I was stationed at Grand Forks AFB in North Dakota when I met Rodell Ottum playing at a church in town. Drinking coffee in the church basement, we immediately hit it off as musical kindred spirits. He was the one who introduced me to country music. Not the country music that requires people to name check beers, trucks, and jacked up tail gates to feel legitimate. I mean the country music that makes you want to drink, smoke, and stare into the nothingness of the night. I am talking about the glorious music of George Jones, Buck Owens, and Gram Parsons.
He let me sit in with his country band, Sleepless Nights, for which I played every weekend for about 6 months. I learned so much from Stephan Johnson and him. It was the best internship a musician could ask for.
In 1996, I met this guy named Doug James. He had just got back from Nashville with a demo of his songs in hand. Rodell and I built a band around him and gigged for about a year with the pictured lineup: Doug James, Rodell Ottum, Roy Finley, Jim Beiswenger, and Bill Martinez.
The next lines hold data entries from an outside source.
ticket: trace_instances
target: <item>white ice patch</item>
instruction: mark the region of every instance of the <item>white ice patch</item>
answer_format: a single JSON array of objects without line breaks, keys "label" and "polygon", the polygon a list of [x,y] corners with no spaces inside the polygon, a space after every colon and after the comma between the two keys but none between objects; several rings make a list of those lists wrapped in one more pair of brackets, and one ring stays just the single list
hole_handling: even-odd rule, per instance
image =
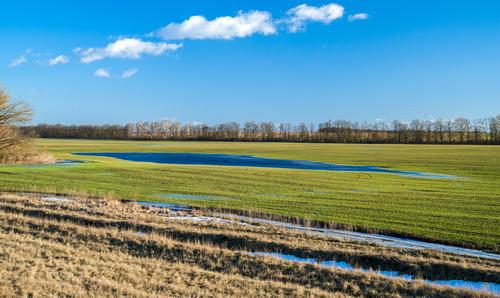
[{"label": "white ice patch", "polygon": [[211,217],[211,216],[170,216],[168,219],[171,220],[187,220],[192,222],[210,222],[210,223],[219,223],[219,224],[238,224],[242,226],[249,226],[248,223],[240,222],[240,221],[231,221],[219,217]]},{"label": "white ice patch", "polygon": [[72,201],[71,199],[62,198],[62,197],[42,197],[40,199],[42,201],[46,201],[46,202],[70,202],[70,201]]}]

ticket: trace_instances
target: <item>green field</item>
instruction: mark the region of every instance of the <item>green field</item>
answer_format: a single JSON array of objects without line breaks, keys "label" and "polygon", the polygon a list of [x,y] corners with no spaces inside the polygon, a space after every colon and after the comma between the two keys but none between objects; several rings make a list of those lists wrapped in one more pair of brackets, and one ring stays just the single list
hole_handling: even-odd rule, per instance
[{"label": "green field", "polygon": [[[40,139],[36,145],[75,166],[0,167],[0,189],[84,191],[123,199],[255,210],[447,243],[500,250],[500,147]],[[153,146],[151,146],[153,145]],[[235,153],[337,164],[386,166],[458,176],[135,163],[73,152]],[[226,199],[164,199],[158,194]]]}]

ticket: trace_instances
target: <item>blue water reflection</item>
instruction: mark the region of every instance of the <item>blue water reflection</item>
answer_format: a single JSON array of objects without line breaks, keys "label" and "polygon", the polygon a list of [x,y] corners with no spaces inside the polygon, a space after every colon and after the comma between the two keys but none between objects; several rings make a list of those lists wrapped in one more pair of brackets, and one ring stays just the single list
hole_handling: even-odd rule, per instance
[{"label": "blue water reflection", "polygon": [[96,153],[75,153],[81,156],[101,156],[113,157],[127,161],[135,162],[153,162],[161,164],[178,165],[210,165],[210,166],[235,166],[235,167],[259,167],[259,168],[280,168],[280,169],[299,169],[299,170],[323,170],[334,172],[369,172],[397,174],[401,176],[417,178],[446,178],[453,176],[391,170],[375,166],[355,166],[355,165],[337,165],[324,162],[315,162],[307,160],[287,160],[263,158],[248,155],[234,154],[202,154],[202,153],[158,153],[158,152],[96,152]]}]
We were billed as “Doug James and the Stampede.” Due to “creative differences,” the band split into two bands: Rodell and me vs. Doug James, Beiswenger, and Martinez. It was a somewhat friendly split, but Rodell and I retained the Stampede name.
Stampede reformed with Terry Tibiatowski on drums and Jenny Z on bass. We asked Jenny to leave after a few months due to performance issues. Dave Scocchera soon took over on bass duties. I can’t tell you the details of how much fun I had, but everything does come to an end. I left Stampede in 1998 to join Kid Hollywood.
I still have audio from the “post-Doug James” lineup and some audio from me sitting in with Stampede on a Sunday night in Grand Forks. At the time of the recordings in 1999, Paul Coates was on guitar/synth guitar and Scott Stenerson on drums.